Boeing forecasts operators in Asia-Pacific to take delivery of 40% of all freighters – the largest proportion of all regions – as it remains bullish about longer-term demand for cargo services.
In its World Air Cargo Forecast, released on 18 November, Boeing sees close to 2,800 production and converted freighters delivered through 2041, with the aircraft intended both for growth and replacement.
Of these, less than half will be standard-body conversions, with new medium and large widebodies making up a third of projected deliveries. The report also forecasts the global cargo fleet to grow in 20 years, up 60% from 2021’s 2,240 aircraft to about 3,610 jets.
Says Boeing vice president of commercial marketing Darren Hulst: “While the air cargo market is returning to a more normal pace after historic demand in the last two years, structural factors including express network growth, evolving supply chain strategies and new cargo-market entrants are driving sustained freighter demand. In the global transportation network, air freighters will continue to be a critical enabler to move high-value goods, in increased volume across expanding markets.”
The biennial forecast comes amid a softening of cargo demand, following a strong showing amid the coronavirus pandemic. Operators have cited reasons such as a slowdown in the global economy, as well as a fall in maritime shipping rates, for the weakening of demand.

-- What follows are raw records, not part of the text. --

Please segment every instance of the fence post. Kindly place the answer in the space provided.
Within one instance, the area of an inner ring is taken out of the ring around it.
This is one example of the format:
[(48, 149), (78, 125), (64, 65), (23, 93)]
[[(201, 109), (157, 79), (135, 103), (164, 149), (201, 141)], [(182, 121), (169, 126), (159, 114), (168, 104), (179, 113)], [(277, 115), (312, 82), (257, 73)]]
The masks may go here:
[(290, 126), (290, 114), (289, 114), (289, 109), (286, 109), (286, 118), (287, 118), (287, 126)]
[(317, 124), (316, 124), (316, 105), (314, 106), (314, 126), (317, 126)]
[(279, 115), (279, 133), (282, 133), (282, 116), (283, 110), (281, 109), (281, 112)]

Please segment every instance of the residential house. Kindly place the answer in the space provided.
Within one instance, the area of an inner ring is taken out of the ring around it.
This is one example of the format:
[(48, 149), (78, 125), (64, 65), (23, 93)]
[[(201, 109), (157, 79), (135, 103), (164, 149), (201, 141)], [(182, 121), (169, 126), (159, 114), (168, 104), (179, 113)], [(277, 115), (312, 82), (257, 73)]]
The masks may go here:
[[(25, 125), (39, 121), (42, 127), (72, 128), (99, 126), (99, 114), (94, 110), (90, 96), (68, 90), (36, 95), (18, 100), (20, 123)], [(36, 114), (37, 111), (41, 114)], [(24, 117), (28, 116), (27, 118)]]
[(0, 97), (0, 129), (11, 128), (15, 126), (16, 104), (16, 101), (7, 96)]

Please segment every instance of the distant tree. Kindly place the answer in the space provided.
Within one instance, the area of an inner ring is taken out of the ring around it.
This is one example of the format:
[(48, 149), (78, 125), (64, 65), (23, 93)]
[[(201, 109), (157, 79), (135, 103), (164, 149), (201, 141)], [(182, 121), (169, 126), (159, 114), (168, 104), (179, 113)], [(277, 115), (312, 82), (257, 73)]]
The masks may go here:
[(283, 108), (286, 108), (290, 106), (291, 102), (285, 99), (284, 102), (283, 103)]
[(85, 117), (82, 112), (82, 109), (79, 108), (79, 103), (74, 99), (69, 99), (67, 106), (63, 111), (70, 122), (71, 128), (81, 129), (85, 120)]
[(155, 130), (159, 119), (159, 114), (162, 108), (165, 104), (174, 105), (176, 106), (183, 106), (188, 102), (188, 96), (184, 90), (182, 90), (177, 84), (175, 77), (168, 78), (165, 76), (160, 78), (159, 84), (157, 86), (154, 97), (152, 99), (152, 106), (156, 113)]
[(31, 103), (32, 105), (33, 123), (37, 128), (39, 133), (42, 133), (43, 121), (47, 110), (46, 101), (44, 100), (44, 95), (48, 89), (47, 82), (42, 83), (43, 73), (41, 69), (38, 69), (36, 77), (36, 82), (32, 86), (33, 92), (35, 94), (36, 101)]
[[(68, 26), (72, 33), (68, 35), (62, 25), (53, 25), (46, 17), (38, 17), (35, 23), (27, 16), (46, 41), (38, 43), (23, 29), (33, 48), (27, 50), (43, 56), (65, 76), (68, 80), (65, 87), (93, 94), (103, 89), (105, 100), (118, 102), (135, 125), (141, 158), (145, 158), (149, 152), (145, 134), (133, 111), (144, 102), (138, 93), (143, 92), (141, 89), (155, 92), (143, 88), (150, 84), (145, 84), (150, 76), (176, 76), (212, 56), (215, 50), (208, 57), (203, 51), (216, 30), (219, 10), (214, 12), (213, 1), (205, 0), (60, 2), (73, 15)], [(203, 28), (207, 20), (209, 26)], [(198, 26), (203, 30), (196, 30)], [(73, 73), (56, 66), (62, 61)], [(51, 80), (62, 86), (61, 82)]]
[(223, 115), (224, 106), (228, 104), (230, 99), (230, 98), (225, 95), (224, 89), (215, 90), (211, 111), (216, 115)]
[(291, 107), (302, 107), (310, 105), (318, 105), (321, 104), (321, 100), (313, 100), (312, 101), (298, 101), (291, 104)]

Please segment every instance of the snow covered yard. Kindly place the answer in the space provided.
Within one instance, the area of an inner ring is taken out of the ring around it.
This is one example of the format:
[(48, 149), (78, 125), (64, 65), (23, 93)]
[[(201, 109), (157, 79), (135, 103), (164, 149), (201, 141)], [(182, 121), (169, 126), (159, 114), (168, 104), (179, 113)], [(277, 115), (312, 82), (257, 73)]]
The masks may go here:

Still, Boeing has in recent weeks clinched a series of freighter orders from several operators. On 10 November, the airframer disclosed an order from Azerbaijani cargo operator Silk Way West Airlines for two 777-8F freighters.
Two days prior, Emirates announced an order for five more 777Fs, expanding its existing Boeing freighter fleet. On 12 October, Cargolux finalised commitments for 10 777-8Fs, which are intended to replace its fleet of aging 747-400Fs.